Saturday 18 November 2017

UNIVERSAL CREDIT : WHAT A NIGHTMARE !

I have an intense dislike of our economic model in which huge numbers of people rely on state hand outs, otherwise known as 'benefits', for their financial wellbeing. It is a ridiculous system which is designed to give the appearance of wealth and to allow people to buy what they otherwise couldn't afford. In most cases, much of what is then purchased comes from imported goods, thus impoverishing the country, or is paid out in rent, thus enriching those who already have more than they need. In an ideal world, such a system wouldn't exist.

However, it is what we're lumbered with and for decades successive governments have fiddled around with it. The latest attempt to change it has been the introduction of co-called 'Universal Credit', a single payment designed to replace several separately assessed and paid benefits. While there is undoubted merit in such a change, this new all-encompassing benefit has not had an easy birth; in fact, it's already several years behind in its originally planned implementation schedule.
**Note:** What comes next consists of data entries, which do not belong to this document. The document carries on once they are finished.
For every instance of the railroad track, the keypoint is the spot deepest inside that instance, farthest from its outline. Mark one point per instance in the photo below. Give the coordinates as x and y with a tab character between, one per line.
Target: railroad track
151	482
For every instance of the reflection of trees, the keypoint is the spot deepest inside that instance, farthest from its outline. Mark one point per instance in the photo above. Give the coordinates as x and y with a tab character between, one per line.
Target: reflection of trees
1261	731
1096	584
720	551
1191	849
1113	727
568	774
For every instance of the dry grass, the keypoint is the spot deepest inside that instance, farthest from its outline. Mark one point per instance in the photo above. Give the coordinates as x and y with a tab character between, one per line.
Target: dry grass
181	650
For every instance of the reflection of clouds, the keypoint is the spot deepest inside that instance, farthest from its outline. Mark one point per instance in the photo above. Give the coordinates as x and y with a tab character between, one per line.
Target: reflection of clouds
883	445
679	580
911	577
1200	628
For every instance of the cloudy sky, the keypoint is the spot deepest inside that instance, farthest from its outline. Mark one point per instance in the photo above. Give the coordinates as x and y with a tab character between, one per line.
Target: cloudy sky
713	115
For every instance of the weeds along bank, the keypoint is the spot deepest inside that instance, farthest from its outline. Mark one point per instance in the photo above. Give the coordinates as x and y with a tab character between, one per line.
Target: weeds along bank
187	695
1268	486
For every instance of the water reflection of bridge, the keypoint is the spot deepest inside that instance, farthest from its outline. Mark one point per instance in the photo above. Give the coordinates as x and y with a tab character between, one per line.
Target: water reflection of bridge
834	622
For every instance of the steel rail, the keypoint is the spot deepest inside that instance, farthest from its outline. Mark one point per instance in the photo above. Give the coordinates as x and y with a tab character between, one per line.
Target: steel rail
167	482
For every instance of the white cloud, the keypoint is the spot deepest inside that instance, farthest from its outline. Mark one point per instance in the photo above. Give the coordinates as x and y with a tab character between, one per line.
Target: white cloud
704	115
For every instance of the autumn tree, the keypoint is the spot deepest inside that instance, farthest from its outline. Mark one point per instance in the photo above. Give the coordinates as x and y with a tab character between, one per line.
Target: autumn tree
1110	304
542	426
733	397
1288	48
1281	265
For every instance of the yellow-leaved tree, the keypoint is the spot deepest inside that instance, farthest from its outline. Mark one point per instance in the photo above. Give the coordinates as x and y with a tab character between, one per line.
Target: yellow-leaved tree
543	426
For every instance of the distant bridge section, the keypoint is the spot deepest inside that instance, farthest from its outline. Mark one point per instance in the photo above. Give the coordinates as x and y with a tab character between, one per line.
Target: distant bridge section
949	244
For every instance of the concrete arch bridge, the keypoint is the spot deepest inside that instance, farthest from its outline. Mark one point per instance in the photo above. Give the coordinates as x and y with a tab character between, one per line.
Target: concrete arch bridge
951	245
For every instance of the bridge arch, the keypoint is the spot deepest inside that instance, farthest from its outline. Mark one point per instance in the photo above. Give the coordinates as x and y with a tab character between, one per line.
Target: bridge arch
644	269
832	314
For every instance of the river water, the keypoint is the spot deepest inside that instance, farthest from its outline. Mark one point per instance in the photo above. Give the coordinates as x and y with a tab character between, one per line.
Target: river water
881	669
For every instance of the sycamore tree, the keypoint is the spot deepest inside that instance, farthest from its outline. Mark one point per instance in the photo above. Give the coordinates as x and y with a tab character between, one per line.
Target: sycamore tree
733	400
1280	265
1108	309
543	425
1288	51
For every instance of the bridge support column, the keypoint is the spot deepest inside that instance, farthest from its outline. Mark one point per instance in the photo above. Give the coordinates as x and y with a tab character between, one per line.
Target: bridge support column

Today, yet another problem has been uncovered.

Many claimants already have to wait up to 6 weeks from submitting a claim to receiving their first payment, something which has been severely criticised.  Now it has been revealed that, because many claimants are paid their wages weekly while the benefit is assessed and paid (calendar) monthly, in months in which there are 5 pay days claimants may not receive any Universal Credit and will then have to submit a new claim for it to be reinstated.

Apparently, this is how the system is designed and the government is quite happy with it; that it is utterly ludicrous is obvious to almost everyone else. Whatever one thinks of the system, for those weekly paid workers who rely on Universal Credit this can create a nightmare scenario. Not only are they denied the money they need to pay their rents and other bills in one month but in the following month as well due to the time taken to process new claims. The additional workload created for staff assessing claims has its own cost, with an estimated 100,000 claimants believed to be affected.

While Universal Credit may be a good idea, whoever designed the rules for claiming and paying it needs to be shot.